From: "Paul E. McKenney" <paulmck@linux.vnet.ibm.com>
To: Ingo Molnar <mingo@kernel.org>
Cc: Linus Torvalds <torvalds@linux-foundation.org>,
Mathieu Desnoyers <mathieu.desnoyers@efficios.com>,
Peter Zijlstra <peterz@infradead.org>,
Rusty Russell <rusty@rustcorp.com.au>,
Oleg Nesterov <oleg@redhat.com>,
Linux Kernel Mailing List <linux-kernel@vger.kernel.org>,
Andi Kleen <andi@firstfloor.org>,
Steven Rostedt <rostedt@goodmis.org>,
Thomas Gleixner <tglx@linutronix.de>,
Lai Jiangshan <laijs@cn.fujitsu.com>,
George Spelvin <linux@horizon.com>,
Andrea Arcangeli <aarcange@redhat.com>,
David Woodhouse <David.Woodhouse@intel.com>,
Rik van Riel <riel@redhat.com>,
Michel Lespinasse <walken@google.com>
Subject: Re: [PATCH v5 05/10] seqlock: Better document raw_write_seqcount_latch()

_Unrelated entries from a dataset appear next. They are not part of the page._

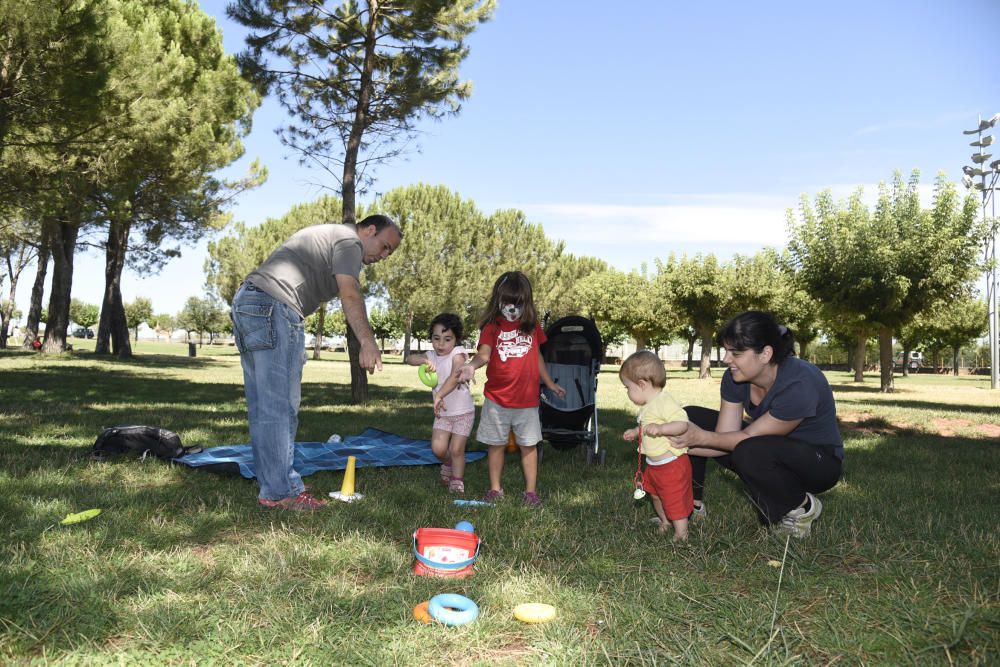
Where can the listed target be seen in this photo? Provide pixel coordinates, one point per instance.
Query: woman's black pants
(777, 470)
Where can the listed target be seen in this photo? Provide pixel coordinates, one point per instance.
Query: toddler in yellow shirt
(667, 477)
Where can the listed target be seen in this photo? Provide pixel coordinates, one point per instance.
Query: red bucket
(444, 552)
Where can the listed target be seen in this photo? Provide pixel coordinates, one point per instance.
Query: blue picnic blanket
(372, 448)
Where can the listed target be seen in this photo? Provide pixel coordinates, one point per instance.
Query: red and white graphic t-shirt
(512, 373)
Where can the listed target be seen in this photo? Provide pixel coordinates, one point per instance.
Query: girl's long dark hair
(511, 287)
(753, 330)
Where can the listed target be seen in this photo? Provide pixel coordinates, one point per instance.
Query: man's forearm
(357, 317)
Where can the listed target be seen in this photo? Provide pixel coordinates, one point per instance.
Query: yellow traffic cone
(347, 488)
(347, 493)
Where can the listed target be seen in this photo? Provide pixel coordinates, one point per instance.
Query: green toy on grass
(86, 515)
(428, 377)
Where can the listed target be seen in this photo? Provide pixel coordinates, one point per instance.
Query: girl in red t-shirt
(510, 348)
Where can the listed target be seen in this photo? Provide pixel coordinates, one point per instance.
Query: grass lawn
(183, 567)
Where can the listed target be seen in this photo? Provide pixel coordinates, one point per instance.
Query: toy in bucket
(444, 552)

Date: Tue, 14 Apr 2015 06:04:27 -0700 [thread overview]
Message-ID: <20150414130427.GR23685@linux.vnet.ibm.com> (raw)
In-Reply-To: <20150414102505.GA13015@gmail.com>
On Tue, Apr 14, 2015 at 12:25:06PM +0200, Ingo Molnar wrote:
>
> * Paul E. McKenney <paulmck@linux.vnet.ibm.com> wrote:
>
> > On Mon, Apr 13, 2015 at 11:21:46AM -0700, Linus Torvalds wrote:
> > > On Mon, Apr 13, 2015 at 10:43 AM, Paul E. McKenney
> > > <paulmck@linux.vnet.ibm.com> wrote:
> > > >
> > > > A shorthand for READ_ONCE + smp_read_barrier_depends() is the shiny
> > > > new lockless_dereference()
> > >
> > > Related side note - I think people should get used to seeing
> > > "smp_load_acquire()". It has well-defined memory ordering properties
> > > and should generally perform well on most architectures. It's (much)
> > > stronger than lockless_dereference(), and together with
> > > smp_store_release() you can make rather clear guarantees about passing
> > > data locklessly from one CPU to another.
> > >
> > > I'd like to see us use more of the pattern of
> > >
> > > - one thread does:
> > >
> > > .. allocate/create some data
> > > smp_store_release() to "expose it"
> > >
> > > - another thread does:
> > >
> > > smp_load_acquire() to read index/pointer/flag/whatever
> > > .. use the data any damn way you want ..
> > >
> > > and we should probably aim to prefer that pattern over a lot of our
> > > traditional memory barriers.
> >
> > I couldn't agree more!
>
> /me too!
>
> > RCU made a similar move from open-coding smp_read_barrier_depends()
> > to using rcu_dereference() many years ago, and that change made RCU
> > code -much- easier to read and understand. I believe that moving
> > from smp_mb(), smp_rmb(), and smp_wmb() to smp_store_release() and
> > smp_load_acquire() will provide similar maintainability benefits.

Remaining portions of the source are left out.